Day 3. 08:47. Thinking about my shop, posting Elyse piece, finally. Who else do I want to sell? Everyone, in a word. Everyone has a customer, every winery had a voice and an audience. The obvious selection is St. Francis, with my and my family’s history with them, with my sister as their winemaker. But I want to think outside boxes, far outside boxes… Arista. Kaz. Whatever I want. I don’t need permission to love the wineries I do. So… I select one at a time. Remain not only demand-driven but discover-driven. I discover, as the consummate consumer, then the customer discovers something through me, my site, my shop.
On this third day, I see the why to wine. It’s the people around you. The occasion. The life emphasis, the stories, the literature and recital to it all. As I get closer to 09:00, I anticipate the day. Who I’ll see and what they’ll say, what they’ll buy, then tell self to stop anticipating. Take the day as it delivers itself to this writer’s self. Wine is an entity of spontaneity. Zut! Why didn’t I wake self earlier, get downstairs and writer my daily 3000 wine words. Today, it I hit. The feel of the winery now, contrasted to yesterday’s frenzy, t he day before… teaching me. This peace with my Coltrane tracks in the office of unoccupied cubicles and desks.

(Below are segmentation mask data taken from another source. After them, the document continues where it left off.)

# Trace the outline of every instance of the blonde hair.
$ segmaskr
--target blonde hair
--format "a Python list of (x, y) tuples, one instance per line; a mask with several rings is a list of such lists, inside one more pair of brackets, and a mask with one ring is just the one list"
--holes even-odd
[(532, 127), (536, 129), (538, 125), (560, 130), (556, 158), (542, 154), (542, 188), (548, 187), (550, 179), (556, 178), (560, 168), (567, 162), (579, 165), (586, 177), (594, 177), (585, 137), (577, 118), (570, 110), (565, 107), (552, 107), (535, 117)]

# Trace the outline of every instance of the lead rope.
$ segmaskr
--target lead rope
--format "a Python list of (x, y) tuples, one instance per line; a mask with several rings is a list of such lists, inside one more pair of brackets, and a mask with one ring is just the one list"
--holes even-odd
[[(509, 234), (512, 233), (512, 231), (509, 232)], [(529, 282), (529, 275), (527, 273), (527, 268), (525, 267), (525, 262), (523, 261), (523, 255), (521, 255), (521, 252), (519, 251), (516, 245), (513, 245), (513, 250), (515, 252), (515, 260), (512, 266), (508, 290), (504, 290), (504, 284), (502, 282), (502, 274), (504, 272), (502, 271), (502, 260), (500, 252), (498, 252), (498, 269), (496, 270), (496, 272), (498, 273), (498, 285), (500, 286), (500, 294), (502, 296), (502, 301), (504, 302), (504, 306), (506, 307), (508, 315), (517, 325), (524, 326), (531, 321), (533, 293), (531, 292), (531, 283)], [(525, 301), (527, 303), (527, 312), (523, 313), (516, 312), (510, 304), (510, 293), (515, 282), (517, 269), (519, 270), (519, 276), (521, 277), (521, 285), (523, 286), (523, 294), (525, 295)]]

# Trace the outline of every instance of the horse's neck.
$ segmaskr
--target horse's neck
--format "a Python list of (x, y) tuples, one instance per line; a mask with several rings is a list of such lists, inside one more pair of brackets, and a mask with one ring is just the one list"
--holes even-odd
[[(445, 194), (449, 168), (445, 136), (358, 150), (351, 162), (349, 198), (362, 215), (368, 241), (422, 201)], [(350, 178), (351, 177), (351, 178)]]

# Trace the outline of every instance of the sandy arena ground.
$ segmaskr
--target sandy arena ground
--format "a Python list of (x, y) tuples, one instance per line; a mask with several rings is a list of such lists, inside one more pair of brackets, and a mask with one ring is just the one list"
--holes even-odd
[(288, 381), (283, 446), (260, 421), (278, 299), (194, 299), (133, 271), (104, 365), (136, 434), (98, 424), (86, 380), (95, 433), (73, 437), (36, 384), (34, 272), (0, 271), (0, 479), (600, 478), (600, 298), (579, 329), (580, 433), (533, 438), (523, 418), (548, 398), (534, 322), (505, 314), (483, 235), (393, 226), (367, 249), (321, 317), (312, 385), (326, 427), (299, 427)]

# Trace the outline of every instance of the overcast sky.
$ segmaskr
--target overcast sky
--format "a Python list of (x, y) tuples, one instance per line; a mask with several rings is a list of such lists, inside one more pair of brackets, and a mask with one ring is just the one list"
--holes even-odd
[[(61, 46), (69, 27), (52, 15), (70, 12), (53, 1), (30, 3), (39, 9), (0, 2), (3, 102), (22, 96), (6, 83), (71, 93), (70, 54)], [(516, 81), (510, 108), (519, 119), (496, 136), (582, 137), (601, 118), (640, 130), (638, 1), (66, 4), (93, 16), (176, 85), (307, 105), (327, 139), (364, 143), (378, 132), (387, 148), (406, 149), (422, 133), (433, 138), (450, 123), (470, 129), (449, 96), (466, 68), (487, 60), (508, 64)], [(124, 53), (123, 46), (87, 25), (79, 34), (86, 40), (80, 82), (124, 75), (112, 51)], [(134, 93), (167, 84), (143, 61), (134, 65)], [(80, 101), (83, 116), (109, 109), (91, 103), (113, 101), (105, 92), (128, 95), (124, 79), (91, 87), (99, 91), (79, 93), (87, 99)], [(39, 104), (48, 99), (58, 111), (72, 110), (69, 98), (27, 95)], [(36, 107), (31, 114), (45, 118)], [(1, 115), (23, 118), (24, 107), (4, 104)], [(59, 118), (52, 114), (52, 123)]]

Tasting from barrel yesterday, my newly primed and titular wine hone and tone, seeing each character shifted from the day prior. The Pinot, taking a back-step and not as communicative and voltage-intended as Friday. Then the Zin taking my focus from my beloved AV Cab. But, when I went back and tasted both the Zin and Cab, on lunch break, the Cab retook my posture and movement, senses. Wine continues to teach me, situate me in this new morality and philosophy, thinking of my life and everything I’ve done and how the very event of barrel tasting reminds us to live, that time doesn’t wait— Not only does it not wait, it wants to push us aside and keep with the sprint. That’s why I don’t stress when the crowd spill into the tasting room, wanting one more tasting, and another, and another. One day I’ll be so old I won’t be able to stand all day. Huh… even now, me a runner and in fairly fit condition, I’m tested with an all day post on legs behind that counter pouring.
Have to visit the barrels again. See what they want from me. See what precisely they have to say. They could say anything. They change. They wanted to sing different songs these last two chapters. The quixotic envelopment of barrel tasting provokes a writer, at least a writer like me. Wine… each of them. New notes, new intersections, new dimensions and lessons. Wine’s embodies so much more than anything I’m discussing. It’s a reminding symbol. We’re here, and not for long. So, capture everything. Be so into the moment you don’t regard it as a moment, but something else. Something part of you. Didn’t expect such proficient theory from Barrel Tasting.